Consider 3 SOLiD runs we did, all genomic DNA (fragment, 35mers, single flowcell, 1 region): Arabidopsis (Ath), Wheat and Honeybee (Bee37). From various measures (satays, etc.) they look good. But what does that mean?
The standard AB metric appears to be "mappable reads"--defined as number of reads that align with 3 or less mismatches with the reference sequence. That doesn't work very well as a measure of the usability of any of our data sets[1].
One metric we use for Sanger sequencing is "how good does the data set think it is?", or more often "how good does the program phred think the data set is?" as recorded in quality values for each base.

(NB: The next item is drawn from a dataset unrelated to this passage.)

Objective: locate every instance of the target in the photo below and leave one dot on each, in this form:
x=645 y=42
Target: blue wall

While not perfect, it gives you a vague idea of where you stand. That is, the quality values for each base call in the quality file gives an estimate of the probability that the base call is wrong. Add them up in the right way for a read and you have an estimate of the number of errors for that read.
That sounds like a useful metric to me. I wrote a simple perl script to take a quality file and print an error/read histogram. That is, number of reads in each category. The category is 0-1 errors/read, 1-2 errors/read, etc:
http://www.genomics.purdue.edu/~pmig...ist_solid.perl
It is very slow on 150 million+ reads. So I just ran it on the first million reads from each data set.

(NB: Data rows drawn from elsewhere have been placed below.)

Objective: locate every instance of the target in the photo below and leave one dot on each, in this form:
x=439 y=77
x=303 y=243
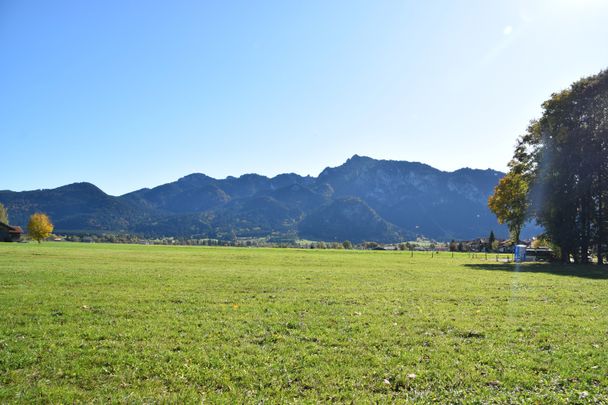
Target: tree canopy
x=39 y=227
x=3 y=214
x=560 y=166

What may be a useful metric is number of beads/reads/bases at some given number of expected errors/read or less. I chose 3 and 6 errors per read for the table below. This would correspond to a perfect reference sequence against reads with 3 or 6 mismatches set. More about why I chose "3" and "6" below.
Here note that the runs have quite different characteristics. First they have different numbers of usable beads--from the standard 150 million up to 275 million for Ath. Also their error frequencies per read are different.
Why "3" and "6" errors (miscalls)? "3" is in the standard definition of "mappable". Since originally it was designed for 25mers, I wanted to get to the same chance of mis-mapping a 35mer read. A simplistic measure of this would be aligning a random 35mer against a 35 base segment of reference sequence. Presuming equal A,C,G and T composition (which is roughly true in E. coli, but not in Wheat, Honeybee nor Arabidopsis) I think the formula for calculating this would be (don't trust me on this though...)
p= sum from 0 to m of ( (1/4)^n * (3/4)^(n-m) * (n! / (m! * (n-m)!)) )
where "m" is number of allowed mismatches, "n" is the read length and "p" is the probability for a single comparison for a random (spurious) match.